Deities cannot exist because of their consciousness
keithj43 at yahoo.com
Wed Dec 17 10:42:51 EST 2003
"Wolf Kirchmeir" <wwolfkir at sympatico.can> wrote in message news:<jbysxveflzcngvpbpna.hq0qvb0.pminews at news1.sympatico.ca>...
> On 15 Dec 2003 10:41:14 -0800, keith wrote:
> >If it violated the laws of physics. Of course, that could just mean
> >that we were wrong about the laws of physics; contradicting the way we
> >*thought* things were doesn't make something supernatural. So if your
> >point was that whatever God might do could be seen as a natural
> >event--even if he raised someone from the dead--I suppose I wouldn't
> Not could be seen as a natural event - _would_ be seen as a natural event.
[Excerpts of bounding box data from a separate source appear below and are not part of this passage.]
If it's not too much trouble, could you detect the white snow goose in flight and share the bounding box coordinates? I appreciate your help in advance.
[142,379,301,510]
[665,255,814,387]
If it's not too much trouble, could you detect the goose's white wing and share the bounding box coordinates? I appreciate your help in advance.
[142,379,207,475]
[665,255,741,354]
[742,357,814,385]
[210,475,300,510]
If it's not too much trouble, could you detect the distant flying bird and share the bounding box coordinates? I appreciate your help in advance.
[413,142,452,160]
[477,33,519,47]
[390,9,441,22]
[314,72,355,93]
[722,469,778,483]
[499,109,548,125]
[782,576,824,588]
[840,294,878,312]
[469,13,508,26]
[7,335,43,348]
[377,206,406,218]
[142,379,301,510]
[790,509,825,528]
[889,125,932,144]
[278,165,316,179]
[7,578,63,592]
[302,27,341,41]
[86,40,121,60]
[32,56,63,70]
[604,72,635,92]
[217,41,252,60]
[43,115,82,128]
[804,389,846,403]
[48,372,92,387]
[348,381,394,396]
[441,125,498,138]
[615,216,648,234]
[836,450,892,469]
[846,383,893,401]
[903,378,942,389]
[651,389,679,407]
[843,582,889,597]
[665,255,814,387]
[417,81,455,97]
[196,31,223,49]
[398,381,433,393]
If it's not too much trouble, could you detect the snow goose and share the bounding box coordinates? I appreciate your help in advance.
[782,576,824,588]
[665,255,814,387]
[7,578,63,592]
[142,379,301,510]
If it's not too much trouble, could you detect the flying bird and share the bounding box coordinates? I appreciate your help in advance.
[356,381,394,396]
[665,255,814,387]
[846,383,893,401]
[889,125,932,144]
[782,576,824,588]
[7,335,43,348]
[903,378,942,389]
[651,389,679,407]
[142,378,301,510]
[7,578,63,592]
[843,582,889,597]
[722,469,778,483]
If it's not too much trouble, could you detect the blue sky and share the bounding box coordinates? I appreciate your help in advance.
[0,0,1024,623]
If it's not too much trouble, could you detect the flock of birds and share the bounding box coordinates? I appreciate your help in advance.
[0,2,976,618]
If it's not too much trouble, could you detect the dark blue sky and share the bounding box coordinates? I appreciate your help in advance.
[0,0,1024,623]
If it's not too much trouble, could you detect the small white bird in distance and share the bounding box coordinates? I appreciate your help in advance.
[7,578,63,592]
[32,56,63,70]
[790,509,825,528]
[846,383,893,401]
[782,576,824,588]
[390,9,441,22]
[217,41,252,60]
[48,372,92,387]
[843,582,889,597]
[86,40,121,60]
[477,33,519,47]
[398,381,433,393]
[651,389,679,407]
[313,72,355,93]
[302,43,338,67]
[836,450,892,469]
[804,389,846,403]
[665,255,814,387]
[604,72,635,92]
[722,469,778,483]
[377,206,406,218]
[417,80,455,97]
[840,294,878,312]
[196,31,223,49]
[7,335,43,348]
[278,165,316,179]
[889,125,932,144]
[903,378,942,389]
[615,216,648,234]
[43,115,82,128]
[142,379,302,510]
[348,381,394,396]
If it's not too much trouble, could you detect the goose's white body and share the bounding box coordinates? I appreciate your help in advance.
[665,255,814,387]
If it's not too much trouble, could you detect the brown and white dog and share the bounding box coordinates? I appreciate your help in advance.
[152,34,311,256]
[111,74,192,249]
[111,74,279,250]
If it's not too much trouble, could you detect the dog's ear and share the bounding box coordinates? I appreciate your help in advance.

> And as you point out, just because it appears to contradict what we think we
> know about the natural world doesn't mean it's not natural. The natural
> cannot contain the supernatural.
I guess I'd have to know what you mean by "experiencing something *as*
a natural event" as opposed to experiencing it as a supernatural
event. Supernatural or natural is just a statement about the ultimate
cause of the event, but the experience is just the experience. I could
see a person rise from the dead after hearing jesus tell the person to
rise. I could feel the overpowering sensation of being guided by God
to repent of my sin. The experience is just the experience.
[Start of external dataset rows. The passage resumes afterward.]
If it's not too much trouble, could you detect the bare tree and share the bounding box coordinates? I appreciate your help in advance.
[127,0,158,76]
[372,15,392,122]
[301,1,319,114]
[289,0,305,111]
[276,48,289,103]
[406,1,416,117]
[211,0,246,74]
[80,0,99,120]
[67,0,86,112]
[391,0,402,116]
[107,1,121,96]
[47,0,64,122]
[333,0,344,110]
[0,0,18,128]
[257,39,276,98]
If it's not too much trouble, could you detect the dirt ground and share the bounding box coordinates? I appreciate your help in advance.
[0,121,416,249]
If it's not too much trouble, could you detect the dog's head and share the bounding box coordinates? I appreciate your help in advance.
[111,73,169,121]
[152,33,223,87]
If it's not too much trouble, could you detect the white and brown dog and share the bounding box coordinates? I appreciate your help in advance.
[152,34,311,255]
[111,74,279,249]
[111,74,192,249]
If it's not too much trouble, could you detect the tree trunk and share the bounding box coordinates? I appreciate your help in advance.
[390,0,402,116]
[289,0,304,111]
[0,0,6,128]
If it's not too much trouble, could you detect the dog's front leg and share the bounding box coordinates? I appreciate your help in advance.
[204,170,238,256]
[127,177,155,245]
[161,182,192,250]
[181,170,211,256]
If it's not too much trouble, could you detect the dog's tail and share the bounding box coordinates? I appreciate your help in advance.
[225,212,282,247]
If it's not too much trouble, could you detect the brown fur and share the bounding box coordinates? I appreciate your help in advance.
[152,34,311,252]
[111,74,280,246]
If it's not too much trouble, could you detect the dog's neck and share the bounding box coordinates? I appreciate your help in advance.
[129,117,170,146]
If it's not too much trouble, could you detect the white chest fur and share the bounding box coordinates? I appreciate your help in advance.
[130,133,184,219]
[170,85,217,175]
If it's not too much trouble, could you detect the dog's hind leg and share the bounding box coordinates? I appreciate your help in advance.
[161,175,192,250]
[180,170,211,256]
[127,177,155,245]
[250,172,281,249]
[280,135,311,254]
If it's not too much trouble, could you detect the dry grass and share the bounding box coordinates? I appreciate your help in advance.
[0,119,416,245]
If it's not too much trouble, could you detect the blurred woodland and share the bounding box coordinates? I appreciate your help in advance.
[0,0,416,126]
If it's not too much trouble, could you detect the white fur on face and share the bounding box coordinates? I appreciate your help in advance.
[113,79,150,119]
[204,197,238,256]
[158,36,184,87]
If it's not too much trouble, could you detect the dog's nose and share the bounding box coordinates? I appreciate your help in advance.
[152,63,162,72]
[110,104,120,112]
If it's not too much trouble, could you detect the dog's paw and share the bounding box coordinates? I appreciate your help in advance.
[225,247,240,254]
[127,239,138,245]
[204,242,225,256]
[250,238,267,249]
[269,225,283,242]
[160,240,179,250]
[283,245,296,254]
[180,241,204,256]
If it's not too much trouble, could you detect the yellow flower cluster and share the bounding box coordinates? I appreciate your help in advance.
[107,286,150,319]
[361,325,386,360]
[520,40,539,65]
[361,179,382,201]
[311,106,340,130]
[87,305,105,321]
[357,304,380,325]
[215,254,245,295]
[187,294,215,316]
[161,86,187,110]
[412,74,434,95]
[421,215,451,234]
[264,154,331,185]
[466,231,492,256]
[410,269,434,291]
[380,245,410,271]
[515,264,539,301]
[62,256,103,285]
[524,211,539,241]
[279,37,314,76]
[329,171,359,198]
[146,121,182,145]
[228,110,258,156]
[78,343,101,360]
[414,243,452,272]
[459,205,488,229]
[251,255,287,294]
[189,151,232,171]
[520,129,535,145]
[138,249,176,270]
Supernatural or natural seems to me to just be a sort of explanation
*for* the experience.
> The intersection between the natural and the
> supernatural would be experienced as natural by natural beings. Read Abbot's
> "Flatland" for an analogy. It may be possible (as in Flatland) to apprehend
> that something is non-natural, but that is not the same as experiencing the
> non-natural, and any arguments based on such an apprehension would be
> unprovable. In any case, the supernatural can be spoken of via analogy and
> metaphor, not directly. Your post about the impossibility of experiencing the
> world as a tree might experience it makes the same point. IOW, we can say
> what we like about the supernatural, or about "god" - but nothing we say can
> be proven one way ot the other. IIRC, that was Kierkegaard's point when he
> thought about Pascal's wager existentially rather than as a logic game.